For more than twenty years, several researchers around the world have explored this path for the treatment of seasonal depression, sleep disorders, and even non-seasonal depression3. But despite spectacular results, the recognition of this technique was extremely long, to the point of discouraging some researchers. Dr. Lam, the author of a large Canadian study on the subject, said: "It is a shame that so many people cannot have access to light therapy, just because doctors do not know what it is. treatment ".

It was not until 2005, after 20 years of indifference but faced with the evidence of the effectiveness of the treatment, that American colleges and professional associations of psychiatry finally officially recognized light therapy as an effective, first-line treatment. , against depression, certain sleep disorders, fatigue in multiple sclerosis and in Parkinson's disease, elderly and senile dementia, Alzheimer's disease.

 

Animal Assisted Therapy is a practice that offers a therapeutic method based on the positive exchange between Man and Animal. It is based on one of the oldest phenomena: the link that has been woven, for millennia, between Man and Animal.

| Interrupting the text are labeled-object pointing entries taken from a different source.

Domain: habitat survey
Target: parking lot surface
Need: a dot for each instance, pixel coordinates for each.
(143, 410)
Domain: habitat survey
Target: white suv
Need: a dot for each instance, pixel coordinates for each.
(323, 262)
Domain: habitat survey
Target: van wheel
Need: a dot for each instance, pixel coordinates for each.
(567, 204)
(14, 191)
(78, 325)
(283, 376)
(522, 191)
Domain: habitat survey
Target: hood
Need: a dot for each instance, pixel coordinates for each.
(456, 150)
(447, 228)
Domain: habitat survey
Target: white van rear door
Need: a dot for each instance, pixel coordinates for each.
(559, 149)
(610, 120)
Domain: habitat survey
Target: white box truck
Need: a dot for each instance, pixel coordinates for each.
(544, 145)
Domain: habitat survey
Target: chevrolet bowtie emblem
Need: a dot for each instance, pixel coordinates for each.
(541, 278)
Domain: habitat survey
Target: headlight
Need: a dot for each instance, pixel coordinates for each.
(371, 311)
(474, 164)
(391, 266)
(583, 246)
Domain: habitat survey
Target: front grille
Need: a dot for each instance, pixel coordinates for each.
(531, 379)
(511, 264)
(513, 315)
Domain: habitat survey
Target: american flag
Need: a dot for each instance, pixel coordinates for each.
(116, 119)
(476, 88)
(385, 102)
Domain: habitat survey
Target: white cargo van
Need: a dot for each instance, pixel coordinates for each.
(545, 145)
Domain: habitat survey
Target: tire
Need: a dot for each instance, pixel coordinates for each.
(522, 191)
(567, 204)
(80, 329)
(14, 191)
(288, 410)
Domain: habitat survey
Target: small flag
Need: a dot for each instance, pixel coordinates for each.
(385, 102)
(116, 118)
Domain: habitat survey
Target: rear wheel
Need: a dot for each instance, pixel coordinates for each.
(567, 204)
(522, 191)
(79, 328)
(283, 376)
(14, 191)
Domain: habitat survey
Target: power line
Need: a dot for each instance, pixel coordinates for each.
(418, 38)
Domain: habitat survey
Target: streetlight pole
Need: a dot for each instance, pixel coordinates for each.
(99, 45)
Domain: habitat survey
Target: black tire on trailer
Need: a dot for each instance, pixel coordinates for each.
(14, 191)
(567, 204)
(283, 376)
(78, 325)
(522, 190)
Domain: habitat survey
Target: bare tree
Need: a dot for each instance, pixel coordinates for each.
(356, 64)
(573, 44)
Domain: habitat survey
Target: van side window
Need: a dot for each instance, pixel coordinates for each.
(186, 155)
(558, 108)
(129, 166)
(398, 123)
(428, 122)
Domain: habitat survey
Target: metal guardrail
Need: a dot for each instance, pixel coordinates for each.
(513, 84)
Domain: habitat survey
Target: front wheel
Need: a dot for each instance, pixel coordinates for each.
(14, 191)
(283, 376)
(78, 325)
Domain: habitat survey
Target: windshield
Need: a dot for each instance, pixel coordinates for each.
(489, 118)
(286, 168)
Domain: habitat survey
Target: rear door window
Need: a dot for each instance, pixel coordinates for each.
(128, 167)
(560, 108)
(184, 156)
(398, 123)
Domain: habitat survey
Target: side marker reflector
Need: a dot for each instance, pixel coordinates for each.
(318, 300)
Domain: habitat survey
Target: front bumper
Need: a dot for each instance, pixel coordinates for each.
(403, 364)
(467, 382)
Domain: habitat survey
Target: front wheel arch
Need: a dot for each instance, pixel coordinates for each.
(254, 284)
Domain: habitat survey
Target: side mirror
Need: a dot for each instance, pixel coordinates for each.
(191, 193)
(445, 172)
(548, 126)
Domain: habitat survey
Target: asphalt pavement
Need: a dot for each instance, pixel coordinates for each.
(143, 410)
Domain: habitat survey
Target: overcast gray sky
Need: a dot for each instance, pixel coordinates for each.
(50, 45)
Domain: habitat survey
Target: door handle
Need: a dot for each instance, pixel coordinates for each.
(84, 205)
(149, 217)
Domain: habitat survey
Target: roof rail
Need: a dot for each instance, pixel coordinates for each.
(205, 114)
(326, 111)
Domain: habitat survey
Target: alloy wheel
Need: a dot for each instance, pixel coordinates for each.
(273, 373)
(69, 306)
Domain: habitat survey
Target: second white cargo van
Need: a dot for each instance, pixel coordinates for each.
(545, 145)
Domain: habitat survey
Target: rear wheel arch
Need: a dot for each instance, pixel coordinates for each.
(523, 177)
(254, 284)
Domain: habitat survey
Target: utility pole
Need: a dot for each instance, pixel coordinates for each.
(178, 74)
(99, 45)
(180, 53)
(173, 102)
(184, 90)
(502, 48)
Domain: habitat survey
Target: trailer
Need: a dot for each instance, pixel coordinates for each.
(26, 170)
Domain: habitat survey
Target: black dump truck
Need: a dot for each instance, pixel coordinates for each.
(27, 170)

The Animal does not have the right to speak, but it nevertheless manages to enter into a relationship with Man. Capable of attachment, he intrigues and arouses curiosity, without judging us. An ideal mediator in therapy.

For more information: https://aftaa.net

We use companion dogs as well as cats.

In the garden we have a large Koi carp pond with sixteen large Japanese Koi.

More and more hospitals for dependent elderly people are using pet therapy in addition to standard care protocols.

Also called "zootherapy", it is a structured playful game program assisted by dogs, birds, rabbits, turtles and many others (depending on the therapist and the care structure).

This therapy has not been scientifically validated, but caregivers have seen real benefits in patients. She thus has the gift of soothing patients who are often agitated, the animal relaxing the patient, reassuring him and giving him a feeling of security. It will also stimulate their senses, emotions, memories and communication.